Die ersten 6 der 10 Gleichnisse finden sich in Kapitel 13, und zwar je 3 und 3 gesondert. Der HERR gibt sie unaufgefordert; und dass Er je drei aneinanderreiht, veranlasst uns zu fragen: Liegt dem ein gewisser Zusammenhang zugrunde? Wir würden sehen, dass die Antwort „ja” lautet, wenn wir eine Abhandlung über alle 7 Gleichnisse dieses Kapitels zu schreiben hätten. So aber müssen wir uns Beschränkung auferlegen. Folgendes sei aber doch gesagt: die restlichen 4 der 10 stehen in den Kapiteln 18, 20, 22, 25; sie dienen dort als Fortsetzung gepflogener Unterhaltungen zur Belehrung und Warnung, zur Hervorhebung gewisser sittlicher Charakterzüge, welche bei denen, die im Reiche der Himmel sind, gefunden werden sollen.

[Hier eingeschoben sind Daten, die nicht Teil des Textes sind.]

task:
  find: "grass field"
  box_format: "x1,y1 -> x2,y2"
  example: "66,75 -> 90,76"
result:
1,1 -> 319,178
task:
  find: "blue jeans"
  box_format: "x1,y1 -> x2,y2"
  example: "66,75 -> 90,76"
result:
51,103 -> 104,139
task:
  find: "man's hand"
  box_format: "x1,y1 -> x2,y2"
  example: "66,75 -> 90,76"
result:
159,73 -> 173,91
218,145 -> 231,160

In Kap. 13 steht das Gleichnis vom Säemann, wie der HERR Selbst es nennt, voran. Nicht eigentlich als eins vom Reiche der Himmel. Die Erklärung, die Er von dem Samen, dem Wort, und von dem viererlei Boden, dem Menschenherzen, gibt, erfüllte sich dazumal wie heute. „Das Wort vom Reiche hören” (V. 19), taten schon die, die Johannes den Täufer und nach ihm den HERRN über das nahe seiende Reich der Himmel reden hörten.

Die 3 ersten der 6 zeigen auf, nachdem das Reich eingeleitet sein würde: in dem Gleichnis vom Unkraut die verderbliche Tätigkeit des Feindes, in dem vom Senfkorn das Großwerden des Reiches in räumlicher Ausdehnung, in dem vom Sauerteig einen inneren nicht sein sollenden Wandlungsprozeß.
Die zweiten 3 lassen erschauen im Schatz und in der Perle einerseits die Wertgegenstände, die das Reich der HimmeI birgt und als was der HERR sie im voraus sieht, und andererseits im Netz, in ganz verschiedener Darstellung, wie sie und von wo sie hergeholt werden.

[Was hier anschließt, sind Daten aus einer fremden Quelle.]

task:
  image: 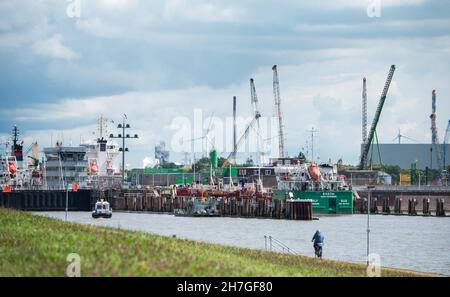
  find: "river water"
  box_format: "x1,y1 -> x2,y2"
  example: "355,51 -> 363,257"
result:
37,212 -> 450,275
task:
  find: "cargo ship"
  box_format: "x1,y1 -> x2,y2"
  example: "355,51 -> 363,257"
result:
272,158 -> 355,214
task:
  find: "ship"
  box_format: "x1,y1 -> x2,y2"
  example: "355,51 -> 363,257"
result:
272,158 -> 356,214
0,125 -> 43,191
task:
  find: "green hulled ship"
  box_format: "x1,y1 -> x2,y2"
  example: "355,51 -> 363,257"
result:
273,158 -> 354,214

Der Vollständigkeit halber sei noch hergesetzt: Die dritten 3, das vom König, der mit seinen Knechten abrechnet, das vom Hausherrn, der Arbeiter in seinen Weinberg sendet, das vom König, der seinem Sohn Hochzeit machte, führen Gottes Gnade und Güte vor, in der Er handelt und wie Er erwartet, dass die Gegenstände dieser Gnade derselben Verständnis entgegenbringen und sich dementsprechend in ihrem eigenen Verhalten zeigen.

Das zehnte, das von den 10 Jungfrauen, indem es vom Endpunkt aus, dem Punkt, wo das Reich aufgehört haben wird, etwas Geheimnisvolles zu sein, im voraus einen Rückblick auf das, was war, tun läßt, führt eindringlich vor Augen, wie man durch Leichtfertigkeit um den Preis seiner Seligkeit irren kann. Man beachte: Kap. 24,39.40: „... die Ankunft des Sohnes des Menschen. Alsdann werden zwei auf dem Felde sein usw.” 25,1: Alsdann (wenn der Sohn des Menschen gekommen sein wird) wird das Reich der Himmel gleich geworden sein (nicht „ist gleich geworden” wie in Nr. 1, 7 und 9, oder „ist gleich” wie in Nr. 2-6 und 8), d. h. am Schlußpunkt der Linie stehend und Rückschau haltend wird diese Schau sich als das und das darbieten.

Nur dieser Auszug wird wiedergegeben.